Strategic Benchmarking: Business Model Based Peer Groups

For every characteristic of a credit union’s business model, there is also a data point that should be considered when defining a peer group. Here are three starting points to give you an idea of how you could define your own business model.


Two weeks ago, I wrote an article in which I discussed four different ways of selecting credit unions to benchmark against. The methods I suggested include peer groups that are based on asset size, geography, membership, and/or business model. While the first three are important factors to take into consideration, they are a little more straightforward and intuitive than creating a peer group that includes credit unions with business models similar to your own. So I thought it would be valuable if I went into a little more depth on how best to go about using your business model to create a peer group.

Defining a peer group based on your business model is highly valuable but equally complicated. There are several different ways that you could define a peer group based on your business model. For every characteristic of a credit union's business model, there is also a data point that should be considered when defining a peer group. Here are three starting points to give you an idea of how you could define your own business model.

1. Balance Sheet Composition: Balance sheet composition includes asset composition, outstanding loan composition, and investment composition. Most likely, each of these have a substantial impact on the way you run your credit union.

For example, if your outstanding loans are more heavily concentrated in auto loans than real estate loans, it would be appropriate for you to benchmark against credit unions with similar concentrations because auto loans typically have a higher yield than real estate loans. To illustrate this point, as of June 30th 2009, credit unions with a loan portfolio of more than 50% concentrated in auto loans reported an average loan yield of 6.8%. Compared to the 6.1% loan yield of credit unions with a concentration of over 50% in real estate, you can see that if you do not account for your credit union’s particular loan composition you will end up with less accurate benchmarking because dissimilar credit unions will skew your comparison.

2. Income Composition: Income composition is another example of a key indicator of a credit union's business model. Defining a peer group based on the percentage of revenue that comes from either interest income or service revenue (non-interest income), can help you target credit unions that have similar business model as yourself.

Earning ratios can vary depending on income composition. As of 2Q 2009, there were 99 credit unions over $100 million in assets that reported more than 35% of their income coming from service revenue. These credit unions recorded a core earnings ratio, which is calculated by annualizing total income less interest expense and operating expense and then dividing by average assets, of 2.0% through the first half of the year. There were 105 credit unions over $100 million in assets that generated less than 9% of their revenue from service income.
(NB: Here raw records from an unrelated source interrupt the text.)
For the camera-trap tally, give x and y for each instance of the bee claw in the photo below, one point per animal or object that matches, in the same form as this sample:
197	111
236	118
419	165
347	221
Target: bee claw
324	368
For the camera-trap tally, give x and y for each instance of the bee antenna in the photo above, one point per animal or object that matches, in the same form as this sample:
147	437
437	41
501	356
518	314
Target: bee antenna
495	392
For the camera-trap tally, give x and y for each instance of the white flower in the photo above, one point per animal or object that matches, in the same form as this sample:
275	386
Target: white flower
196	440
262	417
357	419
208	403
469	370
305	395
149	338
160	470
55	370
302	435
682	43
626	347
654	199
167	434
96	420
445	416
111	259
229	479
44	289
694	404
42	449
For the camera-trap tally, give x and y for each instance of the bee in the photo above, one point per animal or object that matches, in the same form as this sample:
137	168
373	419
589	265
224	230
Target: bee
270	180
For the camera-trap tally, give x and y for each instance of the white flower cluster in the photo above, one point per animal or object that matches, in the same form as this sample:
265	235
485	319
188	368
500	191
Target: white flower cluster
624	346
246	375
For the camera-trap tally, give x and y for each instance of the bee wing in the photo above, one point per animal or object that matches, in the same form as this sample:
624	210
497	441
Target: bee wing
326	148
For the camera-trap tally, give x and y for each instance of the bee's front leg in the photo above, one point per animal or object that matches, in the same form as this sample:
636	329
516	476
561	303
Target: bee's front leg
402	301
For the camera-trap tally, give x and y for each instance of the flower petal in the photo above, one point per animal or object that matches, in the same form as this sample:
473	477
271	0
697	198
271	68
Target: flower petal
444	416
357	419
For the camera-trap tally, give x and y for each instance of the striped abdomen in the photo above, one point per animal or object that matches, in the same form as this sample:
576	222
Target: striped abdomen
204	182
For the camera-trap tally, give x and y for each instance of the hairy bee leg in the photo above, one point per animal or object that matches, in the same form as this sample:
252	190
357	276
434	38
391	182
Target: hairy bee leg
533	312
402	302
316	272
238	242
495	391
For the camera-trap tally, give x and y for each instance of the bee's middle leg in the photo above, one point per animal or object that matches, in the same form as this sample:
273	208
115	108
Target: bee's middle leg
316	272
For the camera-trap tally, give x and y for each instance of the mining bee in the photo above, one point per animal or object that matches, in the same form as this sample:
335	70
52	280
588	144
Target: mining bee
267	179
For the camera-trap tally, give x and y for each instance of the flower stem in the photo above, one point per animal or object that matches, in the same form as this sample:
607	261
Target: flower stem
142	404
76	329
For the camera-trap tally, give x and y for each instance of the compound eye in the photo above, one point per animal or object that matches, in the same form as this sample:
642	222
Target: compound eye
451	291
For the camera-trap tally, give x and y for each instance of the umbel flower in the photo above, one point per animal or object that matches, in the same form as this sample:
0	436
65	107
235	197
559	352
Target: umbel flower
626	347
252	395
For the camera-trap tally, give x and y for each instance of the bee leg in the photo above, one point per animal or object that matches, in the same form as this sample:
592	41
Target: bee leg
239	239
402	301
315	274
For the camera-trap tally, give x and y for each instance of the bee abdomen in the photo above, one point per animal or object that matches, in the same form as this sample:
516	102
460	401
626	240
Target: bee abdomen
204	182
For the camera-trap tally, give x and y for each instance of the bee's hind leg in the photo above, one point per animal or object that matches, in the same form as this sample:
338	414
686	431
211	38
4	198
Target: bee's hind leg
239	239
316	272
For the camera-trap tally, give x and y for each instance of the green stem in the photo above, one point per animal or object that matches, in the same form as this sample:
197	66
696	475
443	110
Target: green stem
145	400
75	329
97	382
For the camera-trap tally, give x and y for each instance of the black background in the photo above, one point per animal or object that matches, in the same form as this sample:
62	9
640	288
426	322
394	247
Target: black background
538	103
Collectively, they recorded a core earnings ratio of 1.0%. Taking the income composition variances into account will lead to more accurate benchmarking, especially when you are focusing on earning ratios.
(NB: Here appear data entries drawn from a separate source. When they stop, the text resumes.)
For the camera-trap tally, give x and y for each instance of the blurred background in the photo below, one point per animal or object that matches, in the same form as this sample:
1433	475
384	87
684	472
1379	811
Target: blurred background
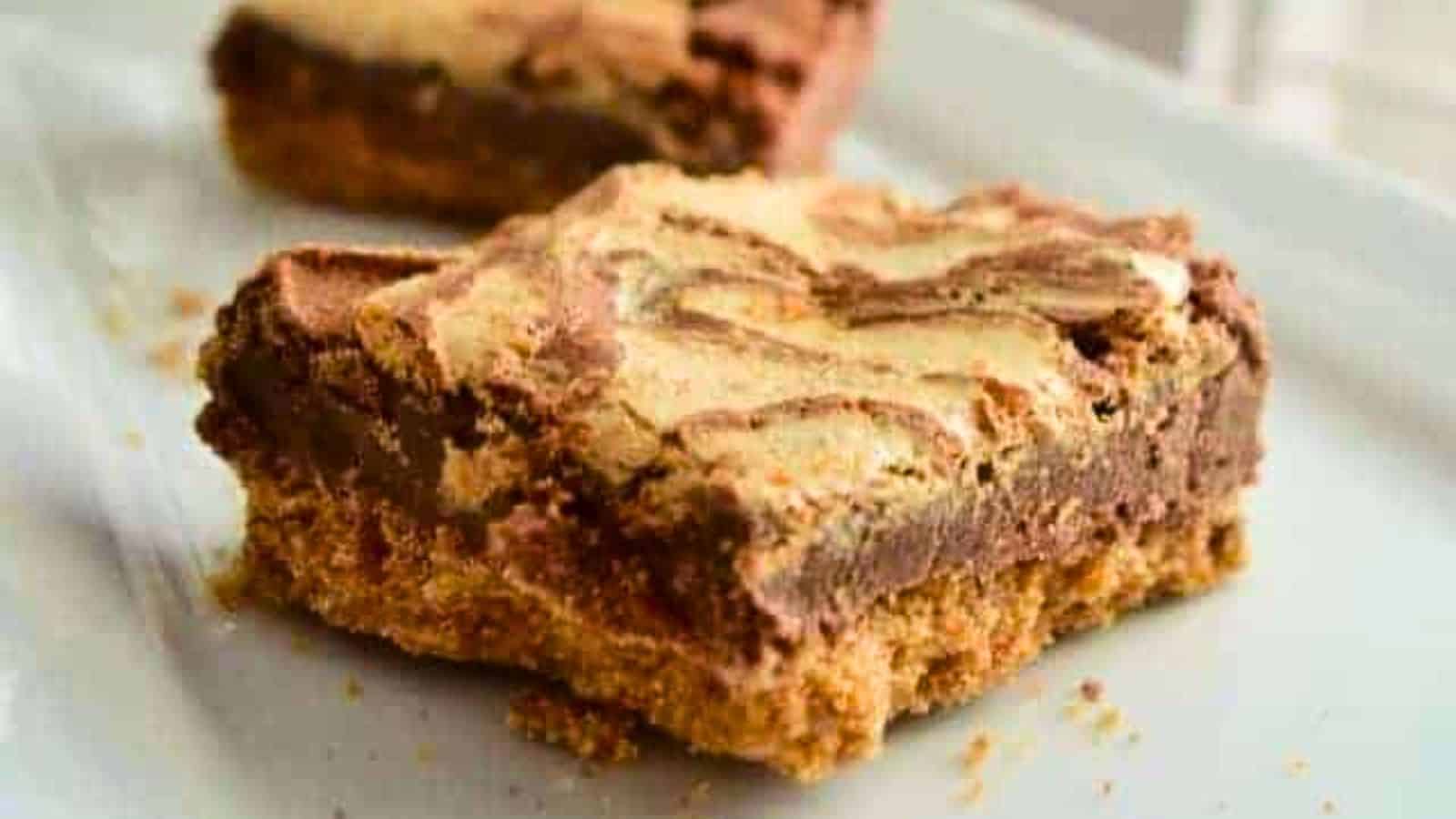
1373	77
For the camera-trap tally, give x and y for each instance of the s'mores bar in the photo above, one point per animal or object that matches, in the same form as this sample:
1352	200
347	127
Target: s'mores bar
768	464
484	108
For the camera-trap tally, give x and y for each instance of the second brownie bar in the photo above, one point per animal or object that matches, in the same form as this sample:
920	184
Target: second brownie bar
768	464
484	108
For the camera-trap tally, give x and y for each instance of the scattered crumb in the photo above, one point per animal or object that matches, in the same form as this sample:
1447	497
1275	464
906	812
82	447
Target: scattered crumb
1021	748
696	794
187	303
1108	722
116	322
230	586
976	753
171	359
590	731
973	793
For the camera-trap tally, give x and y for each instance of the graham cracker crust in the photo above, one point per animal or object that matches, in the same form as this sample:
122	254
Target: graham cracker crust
363	562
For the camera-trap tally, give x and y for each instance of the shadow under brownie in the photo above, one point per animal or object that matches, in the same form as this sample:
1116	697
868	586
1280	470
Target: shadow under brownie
766	464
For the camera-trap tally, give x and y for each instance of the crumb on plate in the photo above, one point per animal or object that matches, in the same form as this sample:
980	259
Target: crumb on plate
590	731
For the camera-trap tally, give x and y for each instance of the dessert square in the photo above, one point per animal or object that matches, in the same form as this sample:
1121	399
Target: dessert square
768	464
484	108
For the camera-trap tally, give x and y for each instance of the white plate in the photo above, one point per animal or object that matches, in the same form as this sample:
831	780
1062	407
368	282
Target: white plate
123	693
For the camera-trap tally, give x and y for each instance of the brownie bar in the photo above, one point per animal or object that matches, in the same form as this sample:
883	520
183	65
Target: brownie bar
768	464
482	108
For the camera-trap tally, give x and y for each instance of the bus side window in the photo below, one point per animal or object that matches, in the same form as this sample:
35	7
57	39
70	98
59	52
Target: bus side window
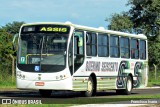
134	48
91	44
78	49
114	46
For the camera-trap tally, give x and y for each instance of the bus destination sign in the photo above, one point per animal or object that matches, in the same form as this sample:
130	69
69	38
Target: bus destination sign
46	29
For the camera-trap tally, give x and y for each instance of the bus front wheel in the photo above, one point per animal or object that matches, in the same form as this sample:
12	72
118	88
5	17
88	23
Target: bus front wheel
90	88
45	93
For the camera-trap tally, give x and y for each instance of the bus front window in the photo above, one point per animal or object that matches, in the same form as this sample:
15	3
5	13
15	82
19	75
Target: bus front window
43	52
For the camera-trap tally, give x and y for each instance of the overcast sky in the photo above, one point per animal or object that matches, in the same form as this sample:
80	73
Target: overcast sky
84	12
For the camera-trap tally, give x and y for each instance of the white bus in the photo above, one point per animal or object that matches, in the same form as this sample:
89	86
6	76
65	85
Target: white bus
65	56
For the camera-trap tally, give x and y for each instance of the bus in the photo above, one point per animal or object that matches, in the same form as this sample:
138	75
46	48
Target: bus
69	57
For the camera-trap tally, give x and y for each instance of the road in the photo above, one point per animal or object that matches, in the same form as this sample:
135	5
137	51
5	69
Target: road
72	97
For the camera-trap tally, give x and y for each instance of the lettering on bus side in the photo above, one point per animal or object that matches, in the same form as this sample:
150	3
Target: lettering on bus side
54	29
96	66
92	66
109	66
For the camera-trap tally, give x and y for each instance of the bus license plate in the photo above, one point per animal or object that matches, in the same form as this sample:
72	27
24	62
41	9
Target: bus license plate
39	84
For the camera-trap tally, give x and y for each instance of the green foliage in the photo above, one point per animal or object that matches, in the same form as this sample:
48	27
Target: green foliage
144	15
154	52
120	22
6	47
13	27
5	51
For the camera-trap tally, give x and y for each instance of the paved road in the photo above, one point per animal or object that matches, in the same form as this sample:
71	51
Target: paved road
67	94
3. Product/Service Mix: One of the most detailed ways of creating a peer group based off of your business model is to define the group by the products and services that your credit union offers. While it does not include a comprehensive list of products and services, the 5300 Call Report does contain a substantial amount of data on the products and services credit unions offer.
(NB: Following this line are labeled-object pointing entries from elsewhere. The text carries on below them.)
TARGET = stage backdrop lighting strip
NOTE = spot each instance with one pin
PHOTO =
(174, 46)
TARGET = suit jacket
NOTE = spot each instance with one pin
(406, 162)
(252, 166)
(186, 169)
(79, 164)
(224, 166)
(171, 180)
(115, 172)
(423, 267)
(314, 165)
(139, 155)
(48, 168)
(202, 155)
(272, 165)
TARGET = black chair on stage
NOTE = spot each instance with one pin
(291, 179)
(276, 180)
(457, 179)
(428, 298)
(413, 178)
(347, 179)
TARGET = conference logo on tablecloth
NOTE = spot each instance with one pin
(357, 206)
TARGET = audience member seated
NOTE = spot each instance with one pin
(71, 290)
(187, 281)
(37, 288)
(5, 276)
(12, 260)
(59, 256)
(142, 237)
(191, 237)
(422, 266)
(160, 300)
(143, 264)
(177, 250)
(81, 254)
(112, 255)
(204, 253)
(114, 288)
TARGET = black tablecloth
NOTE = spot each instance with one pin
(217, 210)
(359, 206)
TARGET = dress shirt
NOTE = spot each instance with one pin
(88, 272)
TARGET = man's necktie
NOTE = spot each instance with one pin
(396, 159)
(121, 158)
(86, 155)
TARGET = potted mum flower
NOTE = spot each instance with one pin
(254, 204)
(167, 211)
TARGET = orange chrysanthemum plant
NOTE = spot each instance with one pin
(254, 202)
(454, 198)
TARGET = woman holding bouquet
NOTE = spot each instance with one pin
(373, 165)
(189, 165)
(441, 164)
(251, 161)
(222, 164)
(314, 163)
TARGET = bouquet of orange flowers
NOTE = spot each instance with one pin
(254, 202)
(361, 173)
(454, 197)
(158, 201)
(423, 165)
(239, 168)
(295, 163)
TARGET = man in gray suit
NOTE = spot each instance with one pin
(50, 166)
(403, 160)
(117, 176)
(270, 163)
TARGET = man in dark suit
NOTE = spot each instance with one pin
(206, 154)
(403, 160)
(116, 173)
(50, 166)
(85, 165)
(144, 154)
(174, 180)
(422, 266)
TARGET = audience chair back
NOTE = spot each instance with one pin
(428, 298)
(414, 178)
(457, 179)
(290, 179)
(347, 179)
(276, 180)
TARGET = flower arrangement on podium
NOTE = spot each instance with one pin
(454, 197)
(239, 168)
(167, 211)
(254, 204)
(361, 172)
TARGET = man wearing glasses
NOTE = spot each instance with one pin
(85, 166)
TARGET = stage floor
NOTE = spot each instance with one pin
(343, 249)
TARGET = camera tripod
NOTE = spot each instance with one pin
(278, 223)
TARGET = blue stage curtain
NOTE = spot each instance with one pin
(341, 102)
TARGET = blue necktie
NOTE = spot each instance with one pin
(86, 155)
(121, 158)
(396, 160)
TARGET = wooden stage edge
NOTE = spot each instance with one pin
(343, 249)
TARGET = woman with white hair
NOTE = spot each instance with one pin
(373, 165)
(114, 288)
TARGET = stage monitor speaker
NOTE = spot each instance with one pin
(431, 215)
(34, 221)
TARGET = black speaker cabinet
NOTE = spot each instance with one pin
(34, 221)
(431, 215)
As my colleague, Nick Connors, noted in his article "Indirect Lending Helps Drive Growth in the Auto Loan Portfolio," credit unions that offer indirect auto loans have grown their auto loan balances by 3.4% over the last year compared to a decline of 5.6% experienced by credit unions that do not offer indirect auto loans. Knowing this, anyone who wanted to benchmark their auto loan program to similar credit unions would want to take into account whether or not the comparison also offered indirect lending options or not. While indirect auto lending is a particularly illuminating example, this same principle would apply to most other products listed on the 5300 call report.




Oct. 19, 2009


  • Jeffry, excellent point. It is true that a credit union's FOM has a huge impact on their business model, as I covered in my article last week: I actually thought it was such an important topic that I wanted to cover it separately from a credit unions business model but they are inextricably linked and should probably be treated as such. Your comment highlights the importance of strategic benchmarking since it shows the interconnectedness and significance of each characteristic that makes a particular credit union unique.
    Sam Brownell
  • Wouldn't a huge component of the business model be determined by the charter and who a credit union targets? There are major differences between community chartered credit unions and single-sponsor credit unions -- how they operate, branching strategies, marketing, etc.